Q3-Significant gains over DuSSS Gains stem from TextMoE’s unified design, which enables joint learning across heterogeneous CT-text and X-ray-text modalities within a single framework. This unified approach allows the model to be exposed to a wider variety of data distributions and learn more generalized and robust representations, leading to improved gains, particularly in low-data settings. Source code will be released for reproducibility.
Meta-Review
Meta-review #1
- Your recommendation
Invite for Rebuttal
- If your recommendation is “Provisional Reject”, then summarize the factors that went into this decision. In case you deviate from the reviewers’ recommendations, explain in detail the reasons why. You do not need to provide a justification for a recommendation of “Provisional Accept” or “Invite for Rebuttal”.
N/A
- After you have reviewed the rebuttal and updated reviews, please provide your recommendation based on all reviews and the authors’ rebuttal.
Reject
- Please justify your recommendation. You may optionally write justifications for ‘accepts’, but are expected to write a justification for ‘rejects’
N/A
Meta-review #2
- After you have reviewed the rebuttal and updated reviews, please provide your recommendation based on all reviews and the authors’ rebuttal.
Accept
- Please justify your recommendation.

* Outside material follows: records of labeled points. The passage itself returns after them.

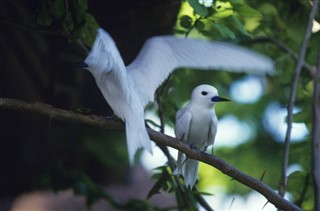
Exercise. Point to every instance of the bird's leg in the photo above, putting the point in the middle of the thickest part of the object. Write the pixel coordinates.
(112, 117)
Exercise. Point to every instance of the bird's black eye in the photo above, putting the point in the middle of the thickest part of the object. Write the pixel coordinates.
(204, 93)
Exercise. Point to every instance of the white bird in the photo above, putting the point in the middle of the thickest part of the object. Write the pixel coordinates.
(196, 124)
(128, 89)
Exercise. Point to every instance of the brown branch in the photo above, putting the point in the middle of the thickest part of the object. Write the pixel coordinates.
(316, 137)
(292, 97)
(159, 138)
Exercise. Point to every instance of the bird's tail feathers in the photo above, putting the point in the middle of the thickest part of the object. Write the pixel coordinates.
(137, 137)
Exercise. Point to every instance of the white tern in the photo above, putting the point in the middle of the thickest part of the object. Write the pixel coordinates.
(196, 124)
(127, 89)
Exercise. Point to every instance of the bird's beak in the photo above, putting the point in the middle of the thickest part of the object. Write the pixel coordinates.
(83, 65)
(218, 99)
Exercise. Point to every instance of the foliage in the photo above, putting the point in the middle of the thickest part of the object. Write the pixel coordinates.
(238, 21)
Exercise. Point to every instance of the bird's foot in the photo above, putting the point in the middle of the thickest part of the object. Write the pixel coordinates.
(192, 146)
(112, 117)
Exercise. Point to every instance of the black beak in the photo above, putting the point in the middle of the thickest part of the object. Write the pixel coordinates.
(83, 65)
(219, 99)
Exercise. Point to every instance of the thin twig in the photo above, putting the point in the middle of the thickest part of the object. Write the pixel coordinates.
(60, 114)
(286, 49)
(293, 91)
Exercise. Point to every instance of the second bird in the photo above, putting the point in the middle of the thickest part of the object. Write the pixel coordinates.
(196, 124)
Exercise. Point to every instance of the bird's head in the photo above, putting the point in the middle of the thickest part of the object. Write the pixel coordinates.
(206, 95)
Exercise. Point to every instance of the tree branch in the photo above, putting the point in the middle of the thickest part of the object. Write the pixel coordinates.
(316, 137)
(286, 49)
(159, 138)
(292, 96)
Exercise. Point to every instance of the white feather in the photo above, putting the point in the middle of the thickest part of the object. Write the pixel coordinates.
(196, 124)
(129, 89)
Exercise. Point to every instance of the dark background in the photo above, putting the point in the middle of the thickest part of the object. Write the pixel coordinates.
(39, 64)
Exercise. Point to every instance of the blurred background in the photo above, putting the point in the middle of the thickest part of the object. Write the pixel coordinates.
(48, 164)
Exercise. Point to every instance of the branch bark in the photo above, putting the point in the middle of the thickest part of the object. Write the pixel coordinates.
(316, 137)
(159, 138)
(293, 91)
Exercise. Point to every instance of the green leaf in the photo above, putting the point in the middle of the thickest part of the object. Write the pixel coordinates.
(161, 184)
(198, 8)
(44, 18)
(236, 23)
(58, 8)
(200, 25)
(186, 21)
(224, 31)
(246, 11)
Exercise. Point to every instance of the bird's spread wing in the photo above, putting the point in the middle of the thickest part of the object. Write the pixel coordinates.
(183, 121)
(161, 55)
(104, 58)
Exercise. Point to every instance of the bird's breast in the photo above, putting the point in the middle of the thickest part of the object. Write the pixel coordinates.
(199, 129)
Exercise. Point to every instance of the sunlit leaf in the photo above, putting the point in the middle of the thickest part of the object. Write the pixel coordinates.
(186, 21)
(199, 8)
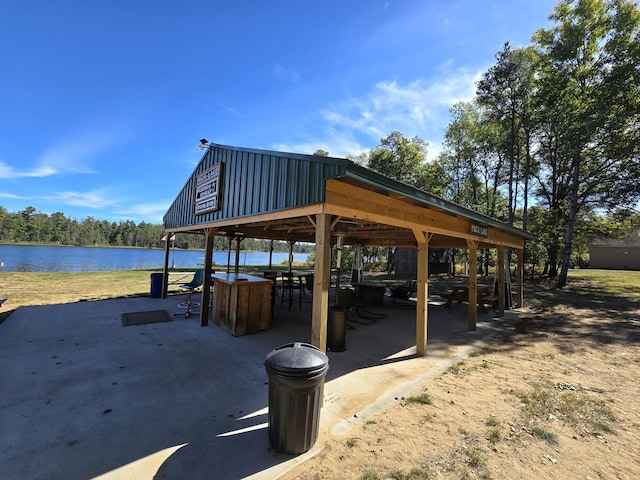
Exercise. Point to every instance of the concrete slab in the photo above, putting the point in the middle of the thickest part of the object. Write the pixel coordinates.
(82, 397)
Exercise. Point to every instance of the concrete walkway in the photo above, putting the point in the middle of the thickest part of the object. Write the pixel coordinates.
(83, 397)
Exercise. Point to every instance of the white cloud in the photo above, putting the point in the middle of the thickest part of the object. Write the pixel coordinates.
(95, 200)
(73, 155)
(420, 107)
(286, 73)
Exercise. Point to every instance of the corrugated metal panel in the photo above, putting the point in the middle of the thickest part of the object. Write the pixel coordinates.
(254, 182)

You may optionally write justifications for ‘accepts’, but are expected to write a justification for ‘rejects’
Although some minor issues, including the necessary of text modality, the overall technical contributions meets the bar of MICCAI.
Meta-review #3
- After you have reviewed the rebuttal and updated reviews, please provide your recommendation based on all reviews and the authors’ rebuttal.
Reject
- Please justify your recommendation. You may optionally write justifications for ‘accepts’, but are expected to write a justification for ‘rejects’
This is a paper with contrastive views. There are several concerns raised by one reviewer, which seems not well addressed in the rebuttal, including the clarity/motivation of the teacher-student model, and more importantly, the necessity of adding text modality to improve the vision task performance. My assessment is that this paper might be just around/below the bar.